El resto del camino lo hizo buscando respuestas a las muchas preguntas que colmaban sus pensamientos. En varias ocasiones, paró en el arcén para observar de nuevo la foto que había tomado, y confirmar así, lo que había visto con los ojos. Cuando finalmente llegó a su destino, solamente tenía respuesta para una  de las preguntas: “la reencarnación existe”.

LA VISITA



Pidió la cuenta y se tomó el último sorbo de café. Como siempre que tenía que hacer aquella visita, se estaba demorando. Le costaba. La tenía que hacer, quería hacerla, pero la dureza de la situación le sumía en una profunda tristeza.

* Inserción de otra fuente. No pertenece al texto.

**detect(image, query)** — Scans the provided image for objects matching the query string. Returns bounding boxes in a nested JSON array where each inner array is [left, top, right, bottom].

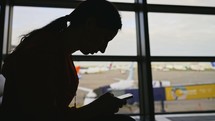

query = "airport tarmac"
[[71, 70, 215, 113]]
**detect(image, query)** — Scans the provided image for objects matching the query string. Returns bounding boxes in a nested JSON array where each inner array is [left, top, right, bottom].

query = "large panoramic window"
[[70, 61, 139, 114], [149, 13, 215, 56], [11, 7, 137, 55], [0, 0, 215, 121], [147, 0, 215, 7], [152, 62, 215, 113]]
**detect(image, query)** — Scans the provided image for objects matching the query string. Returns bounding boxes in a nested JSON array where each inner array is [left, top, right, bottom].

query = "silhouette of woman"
[[2, 0, 134, 121]]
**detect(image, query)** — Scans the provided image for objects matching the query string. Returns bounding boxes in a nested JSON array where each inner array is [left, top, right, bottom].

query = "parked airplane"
[[78, 63, 170, 105]]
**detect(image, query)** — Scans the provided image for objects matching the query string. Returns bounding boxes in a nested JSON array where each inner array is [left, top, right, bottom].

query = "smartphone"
[[117, 93, 133, 100]]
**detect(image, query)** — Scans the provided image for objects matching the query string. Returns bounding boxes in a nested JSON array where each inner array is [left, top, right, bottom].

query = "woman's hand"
[[92, 92, 126, 114]]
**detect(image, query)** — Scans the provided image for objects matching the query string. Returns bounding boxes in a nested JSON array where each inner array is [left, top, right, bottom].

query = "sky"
[[12, 0, 215, 56]]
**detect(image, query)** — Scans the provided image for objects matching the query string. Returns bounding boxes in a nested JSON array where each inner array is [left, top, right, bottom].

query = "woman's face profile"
[[80, 22, 118, 55]]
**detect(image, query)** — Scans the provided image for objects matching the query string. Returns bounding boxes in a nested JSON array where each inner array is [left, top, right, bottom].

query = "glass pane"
[[152, 62, 215, 113], [148, 13, 215, 56], [11, 7, 137, 55], [70, 61, 139, 114], [147, 0, 215, 6]]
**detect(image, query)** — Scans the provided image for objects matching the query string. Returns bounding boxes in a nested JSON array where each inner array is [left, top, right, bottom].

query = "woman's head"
[[63, 0, 122, 54], [12, 0, 122, 54]]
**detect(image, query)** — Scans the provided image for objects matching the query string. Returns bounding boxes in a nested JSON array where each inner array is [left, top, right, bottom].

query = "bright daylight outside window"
[[147, 0, 215, 7], [71, 61, 139, 114], [152, 62, 215, 113]]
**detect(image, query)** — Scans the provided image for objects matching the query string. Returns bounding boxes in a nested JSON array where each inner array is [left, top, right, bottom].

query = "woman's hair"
[[10, 0, 122, 55], [68, 0, 122, 30], [11, 0, 122, 54]]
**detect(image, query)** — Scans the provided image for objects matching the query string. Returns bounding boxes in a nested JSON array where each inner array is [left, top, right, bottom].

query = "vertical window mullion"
[[136, 0, 155, 121]]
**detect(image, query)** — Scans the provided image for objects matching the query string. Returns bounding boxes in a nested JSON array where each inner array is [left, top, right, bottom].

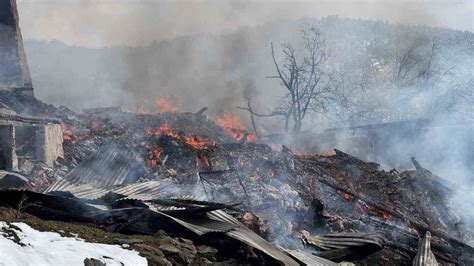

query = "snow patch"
[[0, 221, 147, 266]]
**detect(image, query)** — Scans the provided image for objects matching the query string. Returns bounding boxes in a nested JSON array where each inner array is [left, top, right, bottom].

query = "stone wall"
[[0, 0, 33, 94], [35, 124, 64, 167], [0, 125, 18, 171]]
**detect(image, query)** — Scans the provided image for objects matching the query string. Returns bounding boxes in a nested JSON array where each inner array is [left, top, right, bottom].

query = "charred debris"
[[0, 91, 474, 265]]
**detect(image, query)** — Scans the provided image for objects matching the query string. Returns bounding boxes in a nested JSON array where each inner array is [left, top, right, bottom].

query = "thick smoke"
[[18, 0, 474, 230]]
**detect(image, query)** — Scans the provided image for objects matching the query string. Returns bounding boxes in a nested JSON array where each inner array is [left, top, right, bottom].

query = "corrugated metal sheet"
[[208, 210, 299, 265], [304, 233, 385, 250], [45, 179, 176, 200], [282, 249, 339, 266], [65, 141, 143, 187], [413, 232, 438, 266]]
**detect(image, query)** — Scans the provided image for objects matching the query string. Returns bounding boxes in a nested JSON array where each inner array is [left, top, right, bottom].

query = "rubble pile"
[[0, 91, 474, 265]]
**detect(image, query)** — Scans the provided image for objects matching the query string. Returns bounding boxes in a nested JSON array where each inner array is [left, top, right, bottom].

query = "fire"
[[293, 151, 311, 157], [145, 122, 216, 149], [184, 137, 215, 149], [343, 193, 351, 201], [215, 112, 257, 141], [91, 121, 99, 130], [135, 106, 150, 115], [202, 155, 211, 167], [155, 96, 179, 114], [60, 123, 77, 145], [146, 122, 180, 139], [380, 212, 390, 220], [355, 202, 366, 214], [267, 169, 275, 177], [270, 144, 283, 152], [321, 150, 336, 157]]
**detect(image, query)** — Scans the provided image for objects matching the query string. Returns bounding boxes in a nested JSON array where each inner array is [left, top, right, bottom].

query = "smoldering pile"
[[0, 92, 474, 265]]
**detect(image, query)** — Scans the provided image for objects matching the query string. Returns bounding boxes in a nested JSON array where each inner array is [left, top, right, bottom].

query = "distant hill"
[[25, 17, 474, 123]]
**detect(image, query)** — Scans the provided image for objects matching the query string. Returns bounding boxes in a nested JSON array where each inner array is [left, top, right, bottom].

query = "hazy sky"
[[17, 0, 474, 47]]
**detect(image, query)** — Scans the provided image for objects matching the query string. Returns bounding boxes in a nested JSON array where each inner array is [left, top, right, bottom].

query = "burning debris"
[[0, 94, 474, 265], [0, 1, 474, 265]]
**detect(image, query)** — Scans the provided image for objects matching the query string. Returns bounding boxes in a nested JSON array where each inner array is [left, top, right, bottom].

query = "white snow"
[[0, 221, 147, 266]]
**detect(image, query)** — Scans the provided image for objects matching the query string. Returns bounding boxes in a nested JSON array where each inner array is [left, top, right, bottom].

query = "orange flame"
[[343, 193, 351, 201], [267, 169, 275, 177], [155, 96, 179, 114], [135, 106, 150, 115], [250, 174, 261, 182], [380, 212, 390, 220], [145, 122, 216, 149], [321, 150, 336, 157], [184, 137, 215, 149], [146, 122, 180, 139], [215, 112, 256, 141], [60, 123, 77, 145], [202, 155, 211, 167]]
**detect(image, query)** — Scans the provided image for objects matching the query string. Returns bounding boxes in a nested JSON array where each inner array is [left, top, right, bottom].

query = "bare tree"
[[269, 25, 330, 132]]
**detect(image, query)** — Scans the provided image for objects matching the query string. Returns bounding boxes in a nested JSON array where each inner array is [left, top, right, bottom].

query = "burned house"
[[0, 103, 63, 171], [0, 0, 63, 171]]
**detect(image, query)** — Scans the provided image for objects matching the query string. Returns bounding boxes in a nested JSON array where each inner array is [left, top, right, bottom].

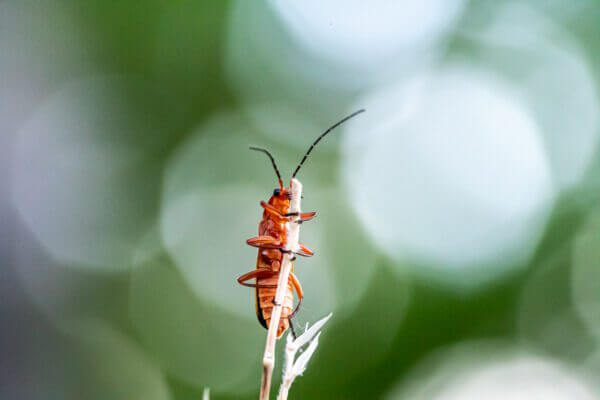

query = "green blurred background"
[[0, 0, 600, 400]]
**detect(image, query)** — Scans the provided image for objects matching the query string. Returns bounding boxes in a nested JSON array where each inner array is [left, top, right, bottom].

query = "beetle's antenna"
[[250, 146, 283, 190], [292, 108, 365, 178]]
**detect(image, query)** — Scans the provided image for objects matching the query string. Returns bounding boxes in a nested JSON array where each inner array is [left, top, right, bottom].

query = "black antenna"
[[292, 108, 365, 178], [250, 146, 283, 190]]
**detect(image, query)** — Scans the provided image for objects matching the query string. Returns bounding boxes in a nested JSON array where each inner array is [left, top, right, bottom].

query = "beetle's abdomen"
[[258, 275, 294, 337]]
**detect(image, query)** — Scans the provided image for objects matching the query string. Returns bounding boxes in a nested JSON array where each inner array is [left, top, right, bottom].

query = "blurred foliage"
[[0, 0, 600, 400]]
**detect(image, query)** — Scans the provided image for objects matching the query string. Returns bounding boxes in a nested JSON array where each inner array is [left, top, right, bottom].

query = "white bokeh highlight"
[[459, 2, 600, 190], [225, 0, 466, 148], [386, 343, 600, 400], [269, 0, 466, 79], [343, 66, 555, 286], [12, 77, 165, 271]]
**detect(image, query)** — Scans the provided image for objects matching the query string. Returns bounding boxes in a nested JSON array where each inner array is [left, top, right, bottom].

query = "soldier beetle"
[[238, 109, 365, 338]]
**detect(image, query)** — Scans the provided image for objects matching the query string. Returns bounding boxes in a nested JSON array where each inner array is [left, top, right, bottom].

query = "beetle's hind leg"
[[238, 268, 277, 289], [288, 315, 298, 340]]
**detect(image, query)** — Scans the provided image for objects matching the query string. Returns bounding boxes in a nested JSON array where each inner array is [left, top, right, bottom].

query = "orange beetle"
[[238, 110, 365, 338]]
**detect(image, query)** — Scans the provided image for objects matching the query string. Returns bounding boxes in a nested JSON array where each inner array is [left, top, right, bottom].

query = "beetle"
[[237, 109, 365, 338]]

Al entrar en la habitación se dirigió hacia la ventana. Un jardín bien cuidado llenaba de verdes el paisaje. Tristemente se dio cuenta de que seguía alargando el encuentro. Volvió sobre sus pasos y se sentó junto al anciano. Con delicadeza le cogió una mano. El paso de los años, habían convertido unas manos fuertes y vigorosas en apenas unos huesos cubiertos por una fina piel llena de pequeñas manchas.

—¿Quién eres? —preguntó el anciano levantando ligeramente la cabeza, que hasta entonces había estado caída sobre el pecho.

—Soy yo abuelo. Tu nieto.

—Mi nieto tiene diez años. —aseveró el anciano intentando retirar la mano que el joven retuvo con suavidad.

El silencio se hizo dueño del ambiente. Ambos, abuelo y nieto, llenaron aquel silencio de recuerdos. Mientras una leve sonrisa se dibujaba en el rostro del anciano, unas pequeñas lágrimas asomaron a los ojos del joven.

EN VELA



Se levantó y fue hacia la ventana. La lluvia repiqueteaba en el cristal. El reflejo de su rostro, desfigurado por el agua, le produjo un escalofrío que recorrió todo su cuerpo. Giró la cabeza hacia el interior de la habitación. La cama vacía, las sábanas revueltas, ¿dónde estaba? Cuántas veces, al despertarse, la había encontrado allí, junto a él, insinuante.

Volvió a mirar hacia la oscuridad de la noche. La persistente lluvia se veía intensificada bajo la tenue luz de las farolas. Rememoró la última vez que vino a visitarlo. Cómo olvidarla, fue una noche frenética. El alba los sorprendió todavía despiertos.

Desolado volvió al lecho. Sabía que aquella noche la musa tampoco le ayudaría en su desvelo.